Snake River

Nice, cool and wet weather moved through the Snake River region over this past week, bringing with it broader hatches and more intense surface action most days. Warmer weather is on the way, although the forecast does not call for anything over 70 degrees. Autumn is finally here.

The most productive fishing is occurring from approximately 11am until late afternoon. This has been the time of the day when mahogany duns, infrequen PMDs, and Hecubas, and caddis have been most active.  Blue-winged olives are also out on colder days.  A wide array of holding water is delivering during this time period, including riffles, seams, especially bankside troughs.  Those fishing from Deadman’s Bar downstream to South Park Bridge should definitely target side channels – larger cutthroats are settling into riffles, troughs and seams in even the skinniest of water.

Streamer fishing is not producing consistently, and hasn’t for much of the year since runoff subsided in July. This should change in the coming weeks. Nonetheless, baitfish imitations can and are effective in the afternoon hours when fished along banks and structure with slow to moderate currents and moderate depths.  Sinking tips in the intermediate to 3ips range is yielding the best results.  And don’t bother going too big with your streamers.

Dry flies – Purple Bruces, Parachute Extended Body Cahills and Gray Drakes, Parachute Hares Ears, Booty’s Drake Emerger, Parachute Adams, Comparaduns, Parachute Extended Mahogany Dun, Booty’s Mahogany Dun and BWO Emerger, and CDC Wing BWOs.

Nymphs – Lightening Bugs, Rainbow Warriors, Copper Johns in red or copper, Hares Ear Nymphs, and Flashback Pheasant Tails.

Streamers – Booty Call Minnows, Chicklets, Kreelux, and Silvey Sculpins.

NOTE: Flows from Jackson Lake Dam will begin ramping down on October 2nd to winter flow levels of 400cfs, which should be achieved by the end of the day on October 6th.

 

South Fork

Flows from Palisades Reservoir are currently at 4,400cfs. The cloud cover and precipitation over the past week has caused a noticeable uptick in surface action, particularly in the Swan Valley reach and the upper Canyon. Mahogany duns and blue-winged olives have been the most active bugs on the water.  PMDs have also been about.  As on the Snake, the afternoon hours – 11am until 5pm – is when most of the production with surface patterns takes place currently.  Target riffles, seams, flats, and submerged structure with slower currents.
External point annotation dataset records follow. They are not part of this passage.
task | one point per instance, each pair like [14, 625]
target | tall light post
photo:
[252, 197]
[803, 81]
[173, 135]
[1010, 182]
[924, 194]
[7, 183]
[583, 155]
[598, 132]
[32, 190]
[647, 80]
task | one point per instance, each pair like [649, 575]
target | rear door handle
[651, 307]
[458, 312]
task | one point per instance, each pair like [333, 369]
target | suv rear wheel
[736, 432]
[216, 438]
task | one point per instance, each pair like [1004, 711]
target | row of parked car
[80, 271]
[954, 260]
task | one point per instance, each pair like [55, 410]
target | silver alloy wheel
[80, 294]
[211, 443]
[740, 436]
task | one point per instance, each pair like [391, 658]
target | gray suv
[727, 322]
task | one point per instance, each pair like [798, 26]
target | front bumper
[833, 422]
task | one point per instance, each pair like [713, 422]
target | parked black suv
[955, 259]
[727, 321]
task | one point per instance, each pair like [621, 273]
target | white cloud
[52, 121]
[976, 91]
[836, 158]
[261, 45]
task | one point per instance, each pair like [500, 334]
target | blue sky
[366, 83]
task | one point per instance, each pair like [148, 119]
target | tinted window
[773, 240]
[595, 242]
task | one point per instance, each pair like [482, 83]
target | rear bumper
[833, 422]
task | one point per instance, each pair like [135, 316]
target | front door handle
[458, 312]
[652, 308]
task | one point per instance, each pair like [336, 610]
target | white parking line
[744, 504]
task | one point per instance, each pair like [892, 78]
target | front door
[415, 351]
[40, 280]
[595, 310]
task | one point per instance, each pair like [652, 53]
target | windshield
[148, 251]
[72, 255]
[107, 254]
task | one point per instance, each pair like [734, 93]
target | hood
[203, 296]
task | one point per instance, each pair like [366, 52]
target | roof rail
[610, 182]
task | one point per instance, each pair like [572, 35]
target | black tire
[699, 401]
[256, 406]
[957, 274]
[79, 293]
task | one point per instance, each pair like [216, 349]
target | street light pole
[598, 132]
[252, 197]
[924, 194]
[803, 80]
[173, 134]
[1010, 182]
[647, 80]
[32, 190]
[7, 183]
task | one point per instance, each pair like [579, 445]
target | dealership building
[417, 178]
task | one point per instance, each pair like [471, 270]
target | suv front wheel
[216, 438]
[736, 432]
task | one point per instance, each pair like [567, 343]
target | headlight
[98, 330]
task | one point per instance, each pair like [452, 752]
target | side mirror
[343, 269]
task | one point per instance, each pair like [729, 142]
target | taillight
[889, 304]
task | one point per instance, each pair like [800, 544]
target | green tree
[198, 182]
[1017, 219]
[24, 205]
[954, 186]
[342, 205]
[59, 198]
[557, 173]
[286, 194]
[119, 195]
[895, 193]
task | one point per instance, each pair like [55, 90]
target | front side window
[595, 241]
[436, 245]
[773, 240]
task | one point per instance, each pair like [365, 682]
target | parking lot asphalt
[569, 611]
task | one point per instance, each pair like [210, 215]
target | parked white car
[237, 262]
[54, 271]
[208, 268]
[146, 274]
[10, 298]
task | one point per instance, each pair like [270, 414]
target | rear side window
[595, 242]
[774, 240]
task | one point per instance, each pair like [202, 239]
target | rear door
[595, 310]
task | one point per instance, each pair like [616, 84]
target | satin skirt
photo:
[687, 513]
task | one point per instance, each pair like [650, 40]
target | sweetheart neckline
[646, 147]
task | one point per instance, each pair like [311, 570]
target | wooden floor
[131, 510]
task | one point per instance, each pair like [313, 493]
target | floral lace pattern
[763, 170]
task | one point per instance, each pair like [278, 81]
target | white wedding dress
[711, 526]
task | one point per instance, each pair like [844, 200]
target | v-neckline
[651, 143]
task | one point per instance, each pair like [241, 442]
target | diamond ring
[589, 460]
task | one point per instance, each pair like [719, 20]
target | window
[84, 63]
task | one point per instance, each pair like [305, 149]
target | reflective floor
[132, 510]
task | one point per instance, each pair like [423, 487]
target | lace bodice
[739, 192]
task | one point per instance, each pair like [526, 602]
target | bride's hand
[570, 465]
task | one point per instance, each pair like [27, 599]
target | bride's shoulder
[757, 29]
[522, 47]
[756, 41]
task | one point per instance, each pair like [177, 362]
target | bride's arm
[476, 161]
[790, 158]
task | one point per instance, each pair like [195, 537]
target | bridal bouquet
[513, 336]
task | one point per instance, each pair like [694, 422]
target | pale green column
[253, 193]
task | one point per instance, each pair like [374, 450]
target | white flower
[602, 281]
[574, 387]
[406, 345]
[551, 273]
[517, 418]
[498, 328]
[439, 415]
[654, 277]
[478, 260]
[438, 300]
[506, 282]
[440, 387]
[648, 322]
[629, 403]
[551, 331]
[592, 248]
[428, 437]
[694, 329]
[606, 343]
Nymphing has been effective on just about every reach of the South Fork. No need to go long with your leader and tippet.  In fact, a dry-dropper rig with a dropper tippet of two to four feet is about all you need.  Target riffles and riffle pools, seams, eddy margins, and flats.

Dry flies – Chubby Chernobyls, Circus Peanuts, Snake River Water Walkers, Parachute Extended Body PMDs, Mahogany Duns and BWOs, Parachute Adams, AuSable Wulffs, Comparaduns, Parachute Extended Mahogany Dun, Booty’s Mahogany Dun and BWO Emerger, and Copper Hazes, and Purple Hazes.

Nymphs – Lightening Bugs, Rainbow Warriors, Psycho Mays, Bruised Mays, Copper Johns in red or copper, Bubbleback Pheasant Tails, Zebra Midges, and San Juan Worms.